Genesis 11:3

11:3 Then they said to one another, “Come, let’s make bricks and bake them thoroughly.” (They had brick instead of stone and tar instead of mortar.)

Genesis 11:7

11:7 Come, let’s go down and confuse their language so they won’t be able to understand each other.”


tn Heb “a man to his neighbor.” The Hebrew idiom may be translated “to each other” or “one to another.”

tn The speech contains two cohortatives of exhortation followed by their respective cognate accusatives: “let us brick bricks” (נִלְבְּנָה לְבֵנִים, nilbbÿnah lÿvenim) and “burn for burning” (נִשְׂרְפָה לִשְׂרֵפָה, nisrÿfah lisrefah).
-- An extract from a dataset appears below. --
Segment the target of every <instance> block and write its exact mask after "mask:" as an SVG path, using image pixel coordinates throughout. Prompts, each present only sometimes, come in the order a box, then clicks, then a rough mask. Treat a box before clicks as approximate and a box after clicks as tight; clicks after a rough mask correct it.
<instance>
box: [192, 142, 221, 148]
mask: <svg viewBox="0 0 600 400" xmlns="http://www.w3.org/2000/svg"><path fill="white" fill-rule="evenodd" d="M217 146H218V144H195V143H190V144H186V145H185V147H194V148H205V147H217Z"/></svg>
This stresses the intensity of the undertaking; it also reflects the Akkadian text which uses similar constructions (see E. A. Speiser, Genesis [AB], 75-76).

tn Or “bitumen” (cf. NEB, NRSV).

tn The disjunctive clause gives information parenthetical to the narrative.

tn The cohortatives mirror the cohortatives of the people. They build to ascend the heavens; God comes down to destroy their language. God speaks here to his angelic assembly. See the notes on the word “make” in 1:26 and “know” in 3:5, as well as Jub. 10:22-23, where an angel recounts this incident and says “And the Lord our God said to us…. And the Lord went down and we went down with him. And we saw the city and the tower which the sons of men built.” On the chiastic structure of the story, see G. J. Wenham, Genesis (WBC), 1:235.

tn Heb “they will not hear, a man the lip of his neighbor.”